Marie walked out of the basement door. She stopped and looked at the four men, who didn’t have the decency to look ashamed at all. “You did it, didn’t you.”
 
“Yes, ma’am, I did,” Bill said with no small amount of pride.
 
“About time.” She turned to Henry. “He’s been looking at that thing online for the last two weeks. Plotting and planning how to make it do what he wants. Now it’s here. The kids and I will have to bring him meals, because we’ll never see him inside again. Dick, your wife has been trying to call you. Did you turn your phone off?”
 
Dick patted his pockets, then in confusion, he turned on Bill. “My phone must be with your tape measure. Where did we leave those things?”
 
Bill chuckled. “Up on the porch while we were waiting for the delivery.”
 
“I’ll go,” Jack said. “After I take the loader back. That okay?”
 
Dick nodded. “Betty will tan my hide later.”
 
“Did he call you for help?” Marie asked Henry.
 
He looked at his father, who shrugged again.
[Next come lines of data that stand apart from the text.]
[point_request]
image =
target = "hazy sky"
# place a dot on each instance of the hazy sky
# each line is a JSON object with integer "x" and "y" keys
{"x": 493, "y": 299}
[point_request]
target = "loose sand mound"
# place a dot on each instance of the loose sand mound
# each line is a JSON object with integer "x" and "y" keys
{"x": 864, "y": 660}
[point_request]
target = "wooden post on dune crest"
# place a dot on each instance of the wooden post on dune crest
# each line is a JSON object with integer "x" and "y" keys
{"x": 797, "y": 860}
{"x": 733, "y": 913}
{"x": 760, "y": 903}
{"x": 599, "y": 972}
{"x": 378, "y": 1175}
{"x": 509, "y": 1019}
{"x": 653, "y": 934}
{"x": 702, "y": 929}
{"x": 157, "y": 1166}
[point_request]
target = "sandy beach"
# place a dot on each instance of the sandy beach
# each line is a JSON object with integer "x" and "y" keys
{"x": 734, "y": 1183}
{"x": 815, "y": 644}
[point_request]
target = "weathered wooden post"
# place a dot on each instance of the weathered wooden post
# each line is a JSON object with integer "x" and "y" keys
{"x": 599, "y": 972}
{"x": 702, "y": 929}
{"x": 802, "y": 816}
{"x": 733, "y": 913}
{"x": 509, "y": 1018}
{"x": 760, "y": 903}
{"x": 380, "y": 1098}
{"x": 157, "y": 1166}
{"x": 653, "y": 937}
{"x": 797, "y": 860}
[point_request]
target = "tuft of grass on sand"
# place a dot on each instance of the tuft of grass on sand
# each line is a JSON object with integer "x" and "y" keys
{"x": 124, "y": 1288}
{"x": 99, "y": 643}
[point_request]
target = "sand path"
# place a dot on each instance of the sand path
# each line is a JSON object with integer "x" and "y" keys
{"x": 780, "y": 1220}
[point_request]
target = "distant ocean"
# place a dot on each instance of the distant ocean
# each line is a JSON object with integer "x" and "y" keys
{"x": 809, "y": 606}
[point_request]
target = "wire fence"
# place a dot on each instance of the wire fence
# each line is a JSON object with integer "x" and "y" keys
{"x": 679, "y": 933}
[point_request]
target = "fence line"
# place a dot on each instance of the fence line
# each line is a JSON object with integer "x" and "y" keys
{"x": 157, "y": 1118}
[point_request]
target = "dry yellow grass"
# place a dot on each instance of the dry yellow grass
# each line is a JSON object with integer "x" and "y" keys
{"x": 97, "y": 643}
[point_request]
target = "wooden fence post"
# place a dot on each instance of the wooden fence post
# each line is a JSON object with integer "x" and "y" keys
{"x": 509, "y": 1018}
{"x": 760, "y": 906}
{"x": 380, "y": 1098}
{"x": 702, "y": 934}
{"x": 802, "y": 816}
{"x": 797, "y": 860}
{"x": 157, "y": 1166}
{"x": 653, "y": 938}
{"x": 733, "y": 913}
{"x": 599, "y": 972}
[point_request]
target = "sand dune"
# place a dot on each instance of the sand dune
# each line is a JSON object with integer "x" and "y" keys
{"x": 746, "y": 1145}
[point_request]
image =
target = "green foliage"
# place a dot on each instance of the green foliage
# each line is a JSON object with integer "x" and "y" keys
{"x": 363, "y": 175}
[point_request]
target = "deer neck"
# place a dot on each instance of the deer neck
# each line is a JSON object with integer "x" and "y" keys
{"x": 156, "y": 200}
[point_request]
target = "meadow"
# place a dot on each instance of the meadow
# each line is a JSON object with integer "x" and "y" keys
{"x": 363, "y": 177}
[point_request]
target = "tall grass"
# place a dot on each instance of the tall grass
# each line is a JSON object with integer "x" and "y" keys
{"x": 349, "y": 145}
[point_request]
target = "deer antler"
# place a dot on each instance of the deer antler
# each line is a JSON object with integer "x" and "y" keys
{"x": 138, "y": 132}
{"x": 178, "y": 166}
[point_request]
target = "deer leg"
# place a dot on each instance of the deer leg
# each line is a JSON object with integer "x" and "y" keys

That man was enough to make a sane person crazy. “I was here at the right time.”
 
“I told him to call, that you’d make sure it ended up where it needed to be without anyone getting hurt.”
 
“I’m not an imbecile,” Bill said.
 
“You certainly are not,” Marie acknowledged. “But you’re stubborn and don’t like to ask for help.”
 
“He helped me,” Bill said. “Even when I didn’t ask.”
 
She chuckled. “Because that’s how we taught him to behave. Now, as Polly would say, are you planning to be grumpy about it all day?”
 
“Yes,” Bill said with a sly smile. “It’s my day. I’ll be grumpy if I want.”
 
Jack ran back down the hill. He handed Dick’s phone over and then handed Bill his tape measure, wallet, and phone. “Here you go, sir.”
 
“See,” Bill said, handing Henry’s tape measure back. “That’s how you treat an elder statesman. You call them sir.”
 
“Yes, sir,” Henry said. “Would you like me to bow and kiss your ring finger as I prepare to leave your presence?”
 
“Smart-mouthed boy.” Bill held out his hand. “But, yes, please.”